Fast-DDS icon indicating copy to clipboard operation
Fast-DDS copied to clipboard

[RTPS_TRANSPORT_SHM Error] Failed init_port fastrtps_port7415: open_and_lock_file failed -> Function open_port_internal [13645]

Open TSC21 opened this issue 3 years ago • 23 comments

The error above appears when launching a FastDDS 2.3.1 application generated from FastRTPSGen and also when using ROS2 nodes, with rmw_fastrtps_cpp as the RMW, in ROS2 Galactic with ROS_LOCALHOST_ONLY set. To note that the same behavior doesn't happen using ROS2 Foxy (i.e. FastDDS 2.0.2) in the same platform.

Expected Behavior

The following error should not appear and one should be able to use the Shared Memory transport.

Current Behavior

The error appears and one is unable to use the SharedMemory transport.

Steps to Reproduce

It seems to be platform specific, as I don't see this in my laptop. But the error description should provide enough context to what might be the problem and maybe you can provide a possible solution. Note that in the FastDDS app the following code (specific to whitelisting the localhost and use the Shared Memory transport) is run for both publishers and subscribers:

// Create a custom network UDPv4 transport descriptor
// to whitelist the localhost
auto localhostUdpTransport = std::make_shared<UDPv4TransportDescriptor>();
localhostUdpTransport->interfaceWhiteList.emplace_back("127.0.0.1");

// Disable the built-in Transport Layer
PParam.rtps.useBuiltinTransports = false;

// Add the descriptor as a custom user transport
PParam.rtps.userTransports.push_back(localhostUdpTransport);

// Add shared memory transport when available
auto shmTransport = std::make_shared<SharedMemTransportDescriptor>();
PParam.rtps.userTransports.push_back(shmTransport);

System information

The platform is an Ubuntu 20.04 container in an arm64/aarch64 SOM with Linux kernel based from 4.14.98.

  • Fast-RTPS version: 2.3.1
  • OS: Ubuntu 20.04
  • Network interfaces: lo (127.0.0.1)
  • ROS2: Galactic

Additional context

Additional resources

  • Wireshark capture: This is running on a SOM in the lo, so I am not entirely sure how I can capture there.
  • XML profiles file: N.A.

Thanks in advance for the help! @MiguelCompany @Dani-Cabezas

TSC21 avatar Jun 09 '21 06:06 TSC21

@TSC21 The only changes related to this are the ones on #1788, but they should only affect when __QNXNTO__ is defined during build.

These changes are also present on branch 2.0.x, could you check if you also have those failures with that branch ?

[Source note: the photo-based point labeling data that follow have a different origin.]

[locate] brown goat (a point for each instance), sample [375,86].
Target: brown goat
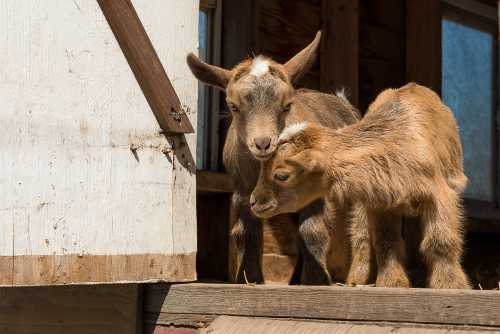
[403,158]
[262,99]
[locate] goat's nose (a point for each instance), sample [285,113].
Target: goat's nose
[253,201]
[262,143]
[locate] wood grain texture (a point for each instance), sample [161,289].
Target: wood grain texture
[70,309]
[423,43]
[466,307]
[146,65]
[83,167]
[340,47]
[70,269]
[229,325]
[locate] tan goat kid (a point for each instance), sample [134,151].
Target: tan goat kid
[263,100]
[403,158]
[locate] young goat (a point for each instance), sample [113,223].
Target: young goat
[263,101]
[403,158]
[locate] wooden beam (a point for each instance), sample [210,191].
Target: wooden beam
[454,307]
[146,66]
[213,182]
[423,42]
[340,47]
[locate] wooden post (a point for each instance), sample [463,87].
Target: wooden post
[423,42]
[340,47]
[147,68]
[423,65]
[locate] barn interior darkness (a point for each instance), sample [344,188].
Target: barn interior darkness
[369,45]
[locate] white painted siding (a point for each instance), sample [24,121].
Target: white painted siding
[70,109]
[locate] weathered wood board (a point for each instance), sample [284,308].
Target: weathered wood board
[227,325]
[91,191]
[71,309]
[429,306]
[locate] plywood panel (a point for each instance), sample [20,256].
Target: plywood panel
[84,170]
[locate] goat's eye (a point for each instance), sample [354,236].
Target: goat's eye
[287,107]
[281,176]
[233,107]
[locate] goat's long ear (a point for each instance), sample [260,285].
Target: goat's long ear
[210,74]
[302,61]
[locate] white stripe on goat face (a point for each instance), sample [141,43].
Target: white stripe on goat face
[260,66]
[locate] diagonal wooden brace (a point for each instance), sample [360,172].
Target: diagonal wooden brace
[146,66]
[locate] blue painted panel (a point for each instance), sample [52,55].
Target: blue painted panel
[467,88]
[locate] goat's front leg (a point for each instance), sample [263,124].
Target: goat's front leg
[314,245]
[247,233]
[389,248]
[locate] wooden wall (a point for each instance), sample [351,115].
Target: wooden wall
[382,43]
[92,192]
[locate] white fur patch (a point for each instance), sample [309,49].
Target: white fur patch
[260,66]
[291,131]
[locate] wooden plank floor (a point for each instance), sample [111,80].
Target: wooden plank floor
[231,325]
[188,304]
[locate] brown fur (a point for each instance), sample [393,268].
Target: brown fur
[403,158]
[262,105]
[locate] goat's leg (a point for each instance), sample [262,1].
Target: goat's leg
[362,262]
[442,242]
[389,249]
[314,245]
[247,233]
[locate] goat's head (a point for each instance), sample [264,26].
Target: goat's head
[293,177]
[260,93]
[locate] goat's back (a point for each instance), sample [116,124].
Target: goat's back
[332,111]
[424,127]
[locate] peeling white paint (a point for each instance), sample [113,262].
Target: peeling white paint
[70,111]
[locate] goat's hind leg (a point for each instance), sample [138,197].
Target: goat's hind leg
[247,234]
[362,261]
[442,241]
[389,248]
[314,244]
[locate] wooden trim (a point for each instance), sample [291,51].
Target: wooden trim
[215,94]
[423,43]
[146,66]
[454,307]
[340,47]
[213,182]
[36,270]
[475,7]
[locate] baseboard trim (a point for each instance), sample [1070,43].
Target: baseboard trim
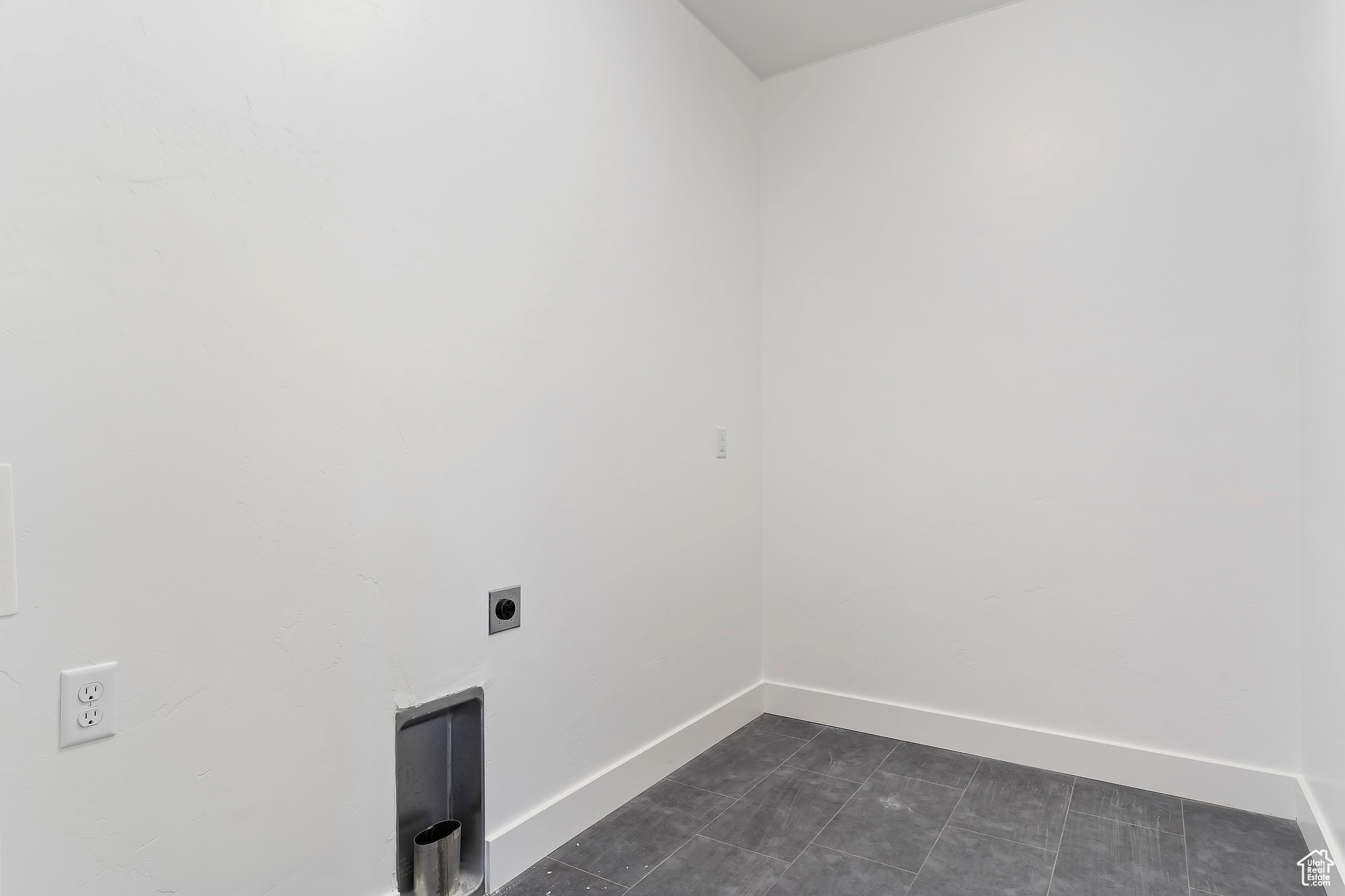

MiguelCompany avatar Jun 09 '21 07:06 MiguelCompany

As said in the description, I don't have these problems with ROS2 Foxy, which defaults to FastDDS 2.0.2.

TSC21 avatar Jun 09 '21 08:06 TSC21

Yeah, but 2.0.x has additional changes, including commit 81cda6ae802640b526d683b6ef98b38d3c02ad2f. This means that building Foxy from sources may also have the problem.

MiguelCompany avatar Jun 09 '21 08:06 MiguelCompany

Yeah, but 2.0.x has additional changes, including commit 81cda6a. This means that building Foxy from sources may also have the problem.

Well but I cannot at this point build the entire distro from source in the platform I am using. It would take forever and it's not an option for me at this point. Unless I can test this on my laptop. If yes, can you provide the steps here on how to use that branch with Foxy and build it from source? Thanks.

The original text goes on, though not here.